It's true that in many cases economic pressure on some colleges have become
heavier over the years as public funding has evaporated, but economic pressure
is still economic pressure and has always existed with the same natural
result. Money talks. Counteracting that natural trend with mechanisms like
tenure is much more important and lastingly useful then trying to apply
bandaids to any particular trend of the day. With a strong basic framework
ensuring that debate can continue even in the face of popular consensus, there
is a much higher chance that the marketplace of ideas will succeed and prevent
any permanent fall into a local minima. It's somewhat disappointing that The
Economist of all places would fail to explore this, with even the very word
"tenure" not showing up at all.

------
vacri
What an affront to freedom of expression, that a university had to apologise
for an artwork that if left alone, would suggest they condone oppression of
blacks? Stupid article. The issue isn't that black students might fear for
their very lives because of a statue, but that they may be made to be second-
class citizens - if the university condones such outright support of a racist
group, where else might they be unfair to blacks?

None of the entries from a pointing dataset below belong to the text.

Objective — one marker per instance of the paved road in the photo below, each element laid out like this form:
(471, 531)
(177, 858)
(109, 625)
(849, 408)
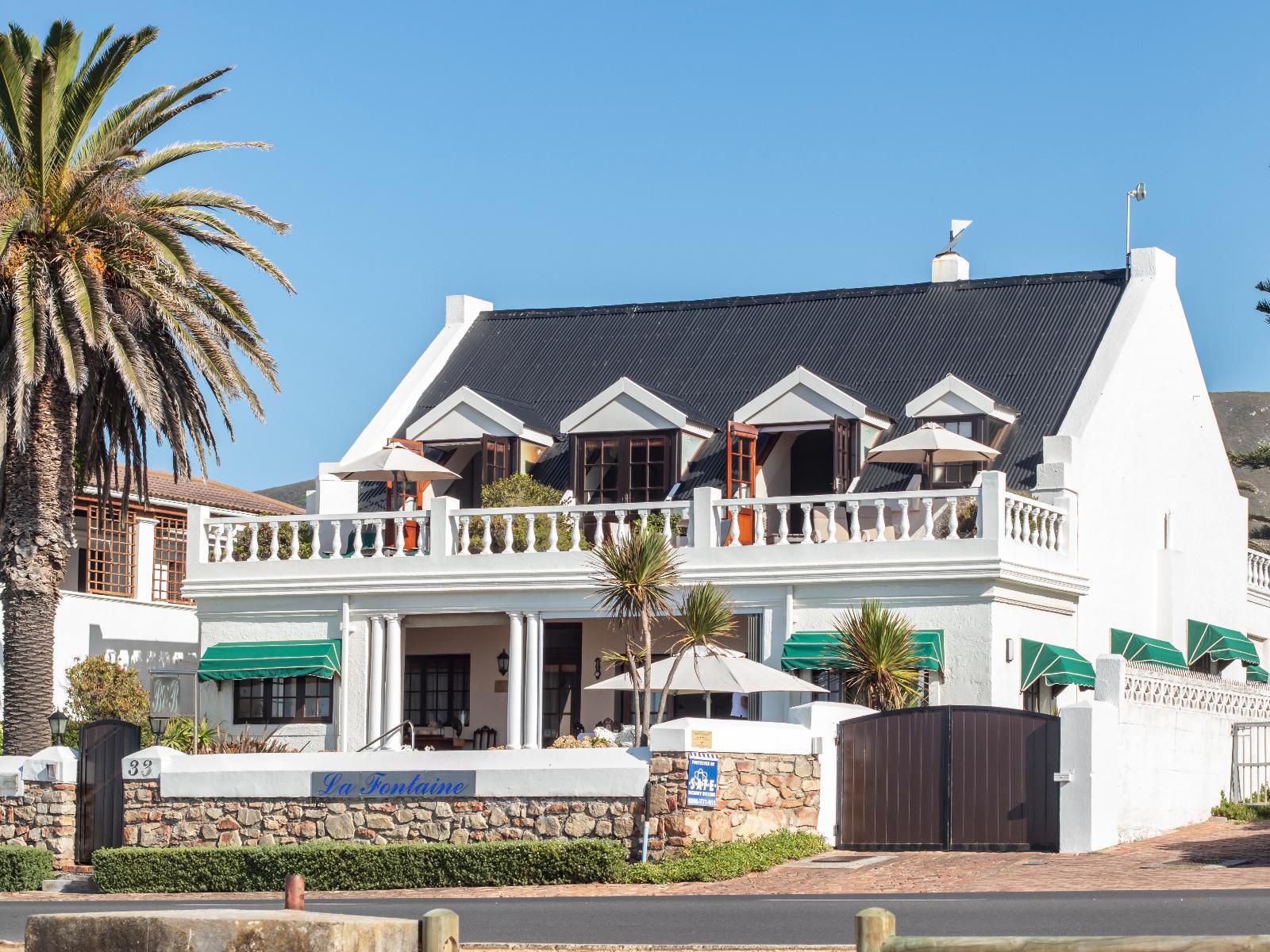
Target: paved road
(772, 919)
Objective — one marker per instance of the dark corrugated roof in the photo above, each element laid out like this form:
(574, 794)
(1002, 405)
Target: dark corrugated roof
(1028, 340)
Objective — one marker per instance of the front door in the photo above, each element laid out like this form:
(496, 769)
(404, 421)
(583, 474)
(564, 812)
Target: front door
(742, 443)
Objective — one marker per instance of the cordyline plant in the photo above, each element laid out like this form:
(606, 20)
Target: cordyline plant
(111, 333)
(874, 651)
(635, 578)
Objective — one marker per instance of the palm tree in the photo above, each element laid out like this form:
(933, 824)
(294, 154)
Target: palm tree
(874, 651)
(111, 333)
(635, 577)
(705, 617)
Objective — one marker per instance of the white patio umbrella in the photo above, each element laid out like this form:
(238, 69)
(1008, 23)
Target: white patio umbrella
(929, 444)
(713, 670)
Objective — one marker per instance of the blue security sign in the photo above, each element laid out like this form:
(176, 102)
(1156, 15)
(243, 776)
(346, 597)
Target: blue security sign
(702, 780)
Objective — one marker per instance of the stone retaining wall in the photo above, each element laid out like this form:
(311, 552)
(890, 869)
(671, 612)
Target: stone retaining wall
(42, 816)
(757, 793)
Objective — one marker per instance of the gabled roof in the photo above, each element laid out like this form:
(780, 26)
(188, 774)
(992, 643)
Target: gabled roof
(1028, 340)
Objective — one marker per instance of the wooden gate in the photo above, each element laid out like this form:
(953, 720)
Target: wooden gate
(949, 778)
(99, 805)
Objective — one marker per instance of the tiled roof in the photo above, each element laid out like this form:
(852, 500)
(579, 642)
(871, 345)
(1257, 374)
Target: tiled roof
(1028, 340)
(217, 495)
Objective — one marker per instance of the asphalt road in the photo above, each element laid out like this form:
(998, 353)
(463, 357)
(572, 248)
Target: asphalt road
(770, 919)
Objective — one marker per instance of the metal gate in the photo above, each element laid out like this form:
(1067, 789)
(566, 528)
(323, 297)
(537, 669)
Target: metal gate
(949, 778)
(1250, 762)
(99, 806)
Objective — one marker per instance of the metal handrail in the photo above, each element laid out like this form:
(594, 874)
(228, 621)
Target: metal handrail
(391, 730)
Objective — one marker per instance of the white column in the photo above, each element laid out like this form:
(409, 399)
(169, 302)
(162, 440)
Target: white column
(393, 662)
(375, 681)
(533, 682)
(514, 681)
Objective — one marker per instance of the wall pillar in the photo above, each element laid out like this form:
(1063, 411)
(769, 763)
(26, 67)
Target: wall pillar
(533, 681)
(375, 681)
(514, 681)
(393, 663)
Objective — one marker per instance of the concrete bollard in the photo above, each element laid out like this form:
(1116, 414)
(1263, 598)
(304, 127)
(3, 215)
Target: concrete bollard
(874, 927)
(440, 930)
(295, 892)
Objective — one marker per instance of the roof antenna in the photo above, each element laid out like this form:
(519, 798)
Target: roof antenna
(956, 232)
(1138, 194)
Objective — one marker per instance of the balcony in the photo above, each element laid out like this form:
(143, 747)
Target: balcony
(968, 533)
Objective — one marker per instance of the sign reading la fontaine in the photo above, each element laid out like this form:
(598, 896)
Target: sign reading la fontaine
(398, 784)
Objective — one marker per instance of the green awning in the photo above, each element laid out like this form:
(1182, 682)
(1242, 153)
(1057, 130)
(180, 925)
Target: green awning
(1222, 644)
(243, 660)
(1057, 666)
(929, 647)
(817, 651)
(813, 651)
(1140, 647)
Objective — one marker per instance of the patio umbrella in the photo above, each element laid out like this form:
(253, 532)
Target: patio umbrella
(394, 463)
(713, 670)
(929, 444)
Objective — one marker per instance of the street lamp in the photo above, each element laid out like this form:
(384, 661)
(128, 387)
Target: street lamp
(57, 727)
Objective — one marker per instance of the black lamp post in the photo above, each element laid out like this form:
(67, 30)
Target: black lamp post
(57, 727)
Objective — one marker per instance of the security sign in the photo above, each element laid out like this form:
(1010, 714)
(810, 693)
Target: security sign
(702, 780)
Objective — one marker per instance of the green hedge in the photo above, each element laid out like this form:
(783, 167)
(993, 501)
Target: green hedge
(23, 869)
(710, 862)
(330, 866)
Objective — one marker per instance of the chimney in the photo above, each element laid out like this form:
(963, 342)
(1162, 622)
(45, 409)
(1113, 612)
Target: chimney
(948, 264)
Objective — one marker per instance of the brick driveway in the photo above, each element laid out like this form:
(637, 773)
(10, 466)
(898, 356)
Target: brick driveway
(1184, 860)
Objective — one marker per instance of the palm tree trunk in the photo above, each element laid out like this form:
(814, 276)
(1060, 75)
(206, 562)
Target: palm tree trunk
(36, 541)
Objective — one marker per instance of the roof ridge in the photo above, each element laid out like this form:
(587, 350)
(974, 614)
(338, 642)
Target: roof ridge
(827, 295)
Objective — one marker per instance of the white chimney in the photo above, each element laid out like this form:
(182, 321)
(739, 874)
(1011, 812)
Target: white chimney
(948, 264)
(950, 267)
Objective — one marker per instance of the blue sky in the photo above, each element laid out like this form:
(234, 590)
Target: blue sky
(578, 154)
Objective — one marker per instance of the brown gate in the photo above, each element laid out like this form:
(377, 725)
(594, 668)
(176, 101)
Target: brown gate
(949, 778)
(99, 806)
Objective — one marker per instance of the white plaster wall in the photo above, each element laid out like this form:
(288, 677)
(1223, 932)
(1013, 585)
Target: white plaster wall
(140, 635)
(1146, 443)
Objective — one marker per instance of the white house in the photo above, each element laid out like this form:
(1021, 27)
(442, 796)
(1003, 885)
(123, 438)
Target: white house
(1109, 522)
(122, 597)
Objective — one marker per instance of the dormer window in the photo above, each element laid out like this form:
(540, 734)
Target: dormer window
(628, 442)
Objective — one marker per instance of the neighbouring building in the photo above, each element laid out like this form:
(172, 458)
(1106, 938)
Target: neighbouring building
(740, 427)
(122, 597)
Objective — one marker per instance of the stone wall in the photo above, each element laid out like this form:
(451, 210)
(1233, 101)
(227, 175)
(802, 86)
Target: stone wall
(150, 822)
(42, 816)
(757, 793)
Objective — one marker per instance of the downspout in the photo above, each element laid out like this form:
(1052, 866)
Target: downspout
(342, 730)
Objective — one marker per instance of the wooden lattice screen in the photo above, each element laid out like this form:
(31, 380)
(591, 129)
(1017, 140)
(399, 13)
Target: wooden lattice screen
(111, 551)
(169, 558)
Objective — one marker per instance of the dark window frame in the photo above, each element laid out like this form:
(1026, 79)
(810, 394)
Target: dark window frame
(304, 691)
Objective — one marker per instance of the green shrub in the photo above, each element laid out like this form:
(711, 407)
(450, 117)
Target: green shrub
(334, 866)
(710, 862)
(23, 869)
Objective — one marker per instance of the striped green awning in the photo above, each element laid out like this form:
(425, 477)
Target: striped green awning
(243, 660)
(1057, 666)
(929, 647)
(1222, 644)
(810, 651)
(1140, 647)
(816, 651)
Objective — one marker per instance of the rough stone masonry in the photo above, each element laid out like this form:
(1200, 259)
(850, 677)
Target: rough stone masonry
(757, 793)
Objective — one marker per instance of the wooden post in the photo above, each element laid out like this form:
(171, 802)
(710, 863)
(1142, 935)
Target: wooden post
(295, 894)
(874, 927)
(440, 932)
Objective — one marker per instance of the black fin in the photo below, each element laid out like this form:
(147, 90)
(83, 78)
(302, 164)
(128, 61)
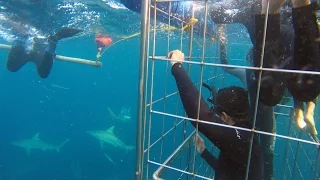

The point about 'safe' environment is that university is a stressful (and fun)
time with a lot going on. By condoning shit like this, you make it harder for
a subset of students, who now have to deal with worrying about a political
agenda that other students don't.

In any event, the artist shouldn't complain, because _he got exactly what he
wanted_ : a dialogue on race. He simply didn't like (expect?) the contents of
that dialogue. The cynic in me likes that, that he hid behind a generalised
"oh, trying to start a dialogue" motif, and then had problems when he didn't
like the specifics.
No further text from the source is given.